Simulation Studies

Simulation Studies#

This directory contains simulation designs and implementation codes used in the paper.

1. Simulation Design Overview#

This section provides a summary of the simulation notebooks that implement different aspects of our multi-trait colocalization method evaluations.

  • Simulation Schematics: Comprehensive overview of the simulation framework used to evaluate and benchmark the ColocBoost with competing methods.

  • Phenotype Data Simulation: Establishes the fundamental simulation framework for generating synthetic phenotype data. Simulates phenotype data (Y matrix) for \(L\) traits based on real genotype data (X matrix) using total heritability and SNP-level heritability approaches. Configurable for different numbers of traits (2, 5, 10, 20) and causal variants with controllable heritability.

  • Run ColocBoost: Executes the ColocBoost algorithm on simulated datasets to identify colocalizing variants and trait clusters. Processes and standardizes results for performance evaluation with key output metrics.

  • Other Colocalization Methods: Implements competing colocalization methods (HyprColoc, MOLOC, and COLOC (V5)) for benchmarking. Standardizes outputs across methods to enable fair comparison.

  • Colocalization Result Summary: Calculates performance metrics including power and false discovery rates from method results. Generates standardized comparison tables summarizing method effectiveness across simulation scenarios.

  • Secondary Simulations: Creates advanced simulation scenarios including 50-trait datasets and complex colocalization configurations. Implements specialized trait clustering patterns (5+5, 3+3+2+2) and random variant sharing to test method robustness.

  • Weaker Signal Simulation: Implements simulations specifically designed to mimic real-world GWAS summary statistics.

  • Correlated Phenotypes Simulation: Evaluates method performance under scenarios with correlated traits and complex pleiotropy patterns.

  • Null Simulation: Tests type I error control and false discovery rates under null scenarios where no colocalization exists.

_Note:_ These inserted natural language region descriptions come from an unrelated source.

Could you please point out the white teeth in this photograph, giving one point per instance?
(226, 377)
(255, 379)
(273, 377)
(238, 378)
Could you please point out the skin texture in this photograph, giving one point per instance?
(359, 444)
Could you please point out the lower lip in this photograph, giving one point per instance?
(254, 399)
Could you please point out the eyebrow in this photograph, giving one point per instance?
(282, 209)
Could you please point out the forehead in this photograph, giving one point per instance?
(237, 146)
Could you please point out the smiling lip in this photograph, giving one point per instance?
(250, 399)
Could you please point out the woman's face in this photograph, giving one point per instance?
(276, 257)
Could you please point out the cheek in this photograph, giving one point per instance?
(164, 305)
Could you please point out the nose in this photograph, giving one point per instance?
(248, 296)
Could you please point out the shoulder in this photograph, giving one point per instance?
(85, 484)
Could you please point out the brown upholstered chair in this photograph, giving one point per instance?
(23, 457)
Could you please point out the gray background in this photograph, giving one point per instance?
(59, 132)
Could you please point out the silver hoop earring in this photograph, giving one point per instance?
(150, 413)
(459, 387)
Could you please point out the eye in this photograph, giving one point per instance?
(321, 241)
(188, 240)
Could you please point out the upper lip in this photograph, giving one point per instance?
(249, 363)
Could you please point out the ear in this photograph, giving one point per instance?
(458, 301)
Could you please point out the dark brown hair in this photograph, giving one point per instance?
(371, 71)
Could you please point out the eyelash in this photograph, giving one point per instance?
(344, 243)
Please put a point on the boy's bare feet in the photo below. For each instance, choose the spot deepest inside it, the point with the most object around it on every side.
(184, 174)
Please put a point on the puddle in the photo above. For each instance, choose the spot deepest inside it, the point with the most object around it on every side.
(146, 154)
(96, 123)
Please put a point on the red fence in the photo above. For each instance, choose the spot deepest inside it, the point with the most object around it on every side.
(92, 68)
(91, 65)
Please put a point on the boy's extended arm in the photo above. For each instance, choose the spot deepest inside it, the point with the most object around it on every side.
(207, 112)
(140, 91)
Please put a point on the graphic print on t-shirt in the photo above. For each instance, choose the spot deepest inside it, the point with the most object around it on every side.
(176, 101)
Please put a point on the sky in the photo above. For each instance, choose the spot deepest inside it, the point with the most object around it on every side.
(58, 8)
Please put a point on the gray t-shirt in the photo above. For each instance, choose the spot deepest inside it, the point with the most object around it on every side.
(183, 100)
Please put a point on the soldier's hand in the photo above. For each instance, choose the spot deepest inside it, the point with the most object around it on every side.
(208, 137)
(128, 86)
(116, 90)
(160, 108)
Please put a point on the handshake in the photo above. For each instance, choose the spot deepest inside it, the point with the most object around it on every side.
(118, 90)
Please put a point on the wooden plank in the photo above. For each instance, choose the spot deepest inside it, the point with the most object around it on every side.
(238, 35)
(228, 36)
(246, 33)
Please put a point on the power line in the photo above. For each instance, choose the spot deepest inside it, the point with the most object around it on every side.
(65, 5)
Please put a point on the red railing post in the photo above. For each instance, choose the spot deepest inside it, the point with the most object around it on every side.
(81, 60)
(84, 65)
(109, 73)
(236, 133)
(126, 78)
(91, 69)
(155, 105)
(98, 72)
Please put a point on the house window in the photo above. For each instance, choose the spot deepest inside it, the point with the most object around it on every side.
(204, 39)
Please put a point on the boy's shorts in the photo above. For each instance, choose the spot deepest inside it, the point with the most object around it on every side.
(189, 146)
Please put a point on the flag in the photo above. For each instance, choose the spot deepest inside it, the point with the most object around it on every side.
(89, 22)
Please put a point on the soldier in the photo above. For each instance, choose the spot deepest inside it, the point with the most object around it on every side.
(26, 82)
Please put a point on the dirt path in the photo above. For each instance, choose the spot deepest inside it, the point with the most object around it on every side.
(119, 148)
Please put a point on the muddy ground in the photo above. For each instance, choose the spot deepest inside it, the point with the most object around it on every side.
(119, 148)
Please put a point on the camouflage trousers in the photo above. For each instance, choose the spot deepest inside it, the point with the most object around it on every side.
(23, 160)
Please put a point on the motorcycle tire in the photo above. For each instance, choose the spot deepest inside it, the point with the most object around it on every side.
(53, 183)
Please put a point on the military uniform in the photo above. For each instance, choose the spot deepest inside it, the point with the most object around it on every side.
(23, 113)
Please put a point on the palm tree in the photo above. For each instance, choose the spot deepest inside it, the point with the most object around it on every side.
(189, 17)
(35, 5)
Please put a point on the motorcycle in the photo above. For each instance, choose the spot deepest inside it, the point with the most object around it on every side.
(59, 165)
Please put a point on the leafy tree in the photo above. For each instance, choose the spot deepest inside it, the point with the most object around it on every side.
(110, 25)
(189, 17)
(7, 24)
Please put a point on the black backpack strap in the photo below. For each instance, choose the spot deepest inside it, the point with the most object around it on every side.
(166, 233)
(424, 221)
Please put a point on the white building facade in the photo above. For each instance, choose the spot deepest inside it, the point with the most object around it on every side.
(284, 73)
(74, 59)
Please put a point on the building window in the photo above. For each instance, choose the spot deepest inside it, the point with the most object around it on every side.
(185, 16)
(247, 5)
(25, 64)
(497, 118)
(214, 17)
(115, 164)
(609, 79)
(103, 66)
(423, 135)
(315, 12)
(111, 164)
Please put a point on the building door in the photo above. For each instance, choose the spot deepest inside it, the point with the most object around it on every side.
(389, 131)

  • FineBoost (single trait ColocBoost): Demonstrates the FineBoost extension that incorporates fine-mapping capabilities into the ColocBoost framework.

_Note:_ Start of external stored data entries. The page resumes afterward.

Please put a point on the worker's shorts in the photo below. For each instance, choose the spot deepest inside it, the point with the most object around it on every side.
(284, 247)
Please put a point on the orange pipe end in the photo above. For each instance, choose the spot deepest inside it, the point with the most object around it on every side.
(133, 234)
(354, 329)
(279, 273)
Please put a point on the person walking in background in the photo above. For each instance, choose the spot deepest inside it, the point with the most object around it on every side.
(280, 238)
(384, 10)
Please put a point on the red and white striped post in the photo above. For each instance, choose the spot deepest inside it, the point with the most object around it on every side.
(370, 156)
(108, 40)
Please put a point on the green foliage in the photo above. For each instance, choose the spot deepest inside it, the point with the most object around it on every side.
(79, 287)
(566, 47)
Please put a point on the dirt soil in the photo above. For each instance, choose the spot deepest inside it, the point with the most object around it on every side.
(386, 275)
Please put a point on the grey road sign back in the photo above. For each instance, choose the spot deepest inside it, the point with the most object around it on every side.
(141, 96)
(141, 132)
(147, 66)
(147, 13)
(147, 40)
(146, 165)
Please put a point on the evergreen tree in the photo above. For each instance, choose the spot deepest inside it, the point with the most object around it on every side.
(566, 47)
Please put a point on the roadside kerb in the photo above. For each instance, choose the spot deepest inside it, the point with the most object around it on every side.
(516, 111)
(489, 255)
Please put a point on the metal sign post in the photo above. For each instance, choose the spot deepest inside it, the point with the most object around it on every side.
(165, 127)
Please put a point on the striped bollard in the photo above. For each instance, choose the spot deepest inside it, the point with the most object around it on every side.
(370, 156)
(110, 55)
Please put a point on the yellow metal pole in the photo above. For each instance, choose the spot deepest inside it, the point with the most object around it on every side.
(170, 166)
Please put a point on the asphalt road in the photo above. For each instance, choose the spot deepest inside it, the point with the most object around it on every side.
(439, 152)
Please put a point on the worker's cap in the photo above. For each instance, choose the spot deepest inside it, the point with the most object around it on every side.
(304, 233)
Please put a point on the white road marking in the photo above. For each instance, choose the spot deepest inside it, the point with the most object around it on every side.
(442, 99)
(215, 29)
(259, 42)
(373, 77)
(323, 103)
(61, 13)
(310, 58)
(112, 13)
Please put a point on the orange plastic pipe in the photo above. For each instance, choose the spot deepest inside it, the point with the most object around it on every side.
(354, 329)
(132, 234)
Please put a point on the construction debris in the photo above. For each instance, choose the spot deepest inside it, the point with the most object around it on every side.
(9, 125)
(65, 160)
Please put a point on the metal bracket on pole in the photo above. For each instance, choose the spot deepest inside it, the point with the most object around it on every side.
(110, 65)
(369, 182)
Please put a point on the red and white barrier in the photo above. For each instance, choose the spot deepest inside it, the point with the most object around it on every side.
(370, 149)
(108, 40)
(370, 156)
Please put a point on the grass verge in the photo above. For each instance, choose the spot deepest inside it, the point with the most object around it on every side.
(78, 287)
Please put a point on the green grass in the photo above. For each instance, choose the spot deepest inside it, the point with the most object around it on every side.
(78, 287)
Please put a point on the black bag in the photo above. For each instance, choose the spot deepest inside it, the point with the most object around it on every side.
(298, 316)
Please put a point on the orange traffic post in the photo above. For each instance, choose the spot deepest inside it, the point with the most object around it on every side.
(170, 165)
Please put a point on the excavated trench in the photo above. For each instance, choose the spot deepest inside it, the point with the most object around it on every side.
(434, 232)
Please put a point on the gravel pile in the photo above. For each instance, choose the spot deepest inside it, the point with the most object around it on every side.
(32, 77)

  • Run OPERA: Compares performance with the OPERA method and evaluates under OPERA-specific simulation settings.

  • Comparison with OPERA: Implements the original OPERA design for benchmark comparisons and methodological validation.

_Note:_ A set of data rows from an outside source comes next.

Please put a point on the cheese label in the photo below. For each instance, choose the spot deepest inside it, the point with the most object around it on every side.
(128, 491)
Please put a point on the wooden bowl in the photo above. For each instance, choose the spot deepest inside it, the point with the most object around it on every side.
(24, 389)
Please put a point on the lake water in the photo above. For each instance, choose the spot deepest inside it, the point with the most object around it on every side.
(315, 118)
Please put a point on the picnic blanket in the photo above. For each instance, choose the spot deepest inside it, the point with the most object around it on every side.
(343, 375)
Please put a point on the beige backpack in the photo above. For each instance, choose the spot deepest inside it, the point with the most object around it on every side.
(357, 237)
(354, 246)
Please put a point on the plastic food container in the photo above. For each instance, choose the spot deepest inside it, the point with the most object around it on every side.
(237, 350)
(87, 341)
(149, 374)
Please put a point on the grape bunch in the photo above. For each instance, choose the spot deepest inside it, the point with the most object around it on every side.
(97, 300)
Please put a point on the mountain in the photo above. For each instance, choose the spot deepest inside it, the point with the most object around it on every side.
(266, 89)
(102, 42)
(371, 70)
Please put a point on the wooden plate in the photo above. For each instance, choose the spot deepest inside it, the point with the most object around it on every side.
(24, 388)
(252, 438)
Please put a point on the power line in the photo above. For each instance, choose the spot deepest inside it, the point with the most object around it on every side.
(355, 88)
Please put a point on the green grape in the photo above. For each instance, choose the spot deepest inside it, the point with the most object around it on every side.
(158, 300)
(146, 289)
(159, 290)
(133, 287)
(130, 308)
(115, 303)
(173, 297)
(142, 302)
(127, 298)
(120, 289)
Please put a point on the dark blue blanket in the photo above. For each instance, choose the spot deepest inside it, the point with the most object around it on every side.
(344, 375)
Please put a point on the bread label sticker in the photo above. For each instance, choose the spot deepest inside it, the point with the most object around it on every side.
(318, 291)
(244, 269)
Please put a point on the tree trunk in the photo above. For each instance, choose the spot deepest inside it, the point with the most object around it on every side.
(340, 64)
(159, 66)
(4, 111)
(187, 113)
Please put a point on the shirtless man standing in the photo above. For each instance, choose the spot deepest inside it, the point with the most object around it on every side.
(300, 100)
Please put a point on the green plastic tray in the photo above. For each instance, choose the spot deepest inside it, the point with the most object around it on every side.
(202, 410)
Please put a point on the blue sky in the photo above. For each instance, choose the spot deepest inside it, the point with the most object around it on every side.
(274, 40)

Part of the data needed is provided in the Data folder.

2. References#

[1] simxQTL: In house simulation R package to support investigations of various QTL association methods.

[2] colocboost: R package implements ColocBoost for multi-trait colocalization analysis. See details in our tutorial website.

[3] hyprcoloc: R package implements HyPrColoc, an efficient deterministic Bayesian divisive clustering algorithm using GWAS summary statistics, that can detect colocalization across vast numbers of traits simultaneously.

[4] moloc: R package implements MOLOC, an extension of COLOC, a Bayesian method for colocalization across multiple traits.

[5] coloc: R package implements COLOC that can be used to perform genetic colocalisation analysis of two potentially related phenotypes, to ask whether they share common genetic causal variant(s) in a given region. COLOC (V5) introduces use of the SuSiE approach to deal with multiple causal variants rather than conditioning or masking.

[6] OPERA: software tool implements the OPERA (omics pleiotropic association) method, which allows for testing the combinatorial pleiotropic associations between multiple molecular phenotypes (e.g., expression level of a gene and DNA methylation level at CpG sites) with a complex trait of interest using summary-level data from GWAS and molecular QTL studies.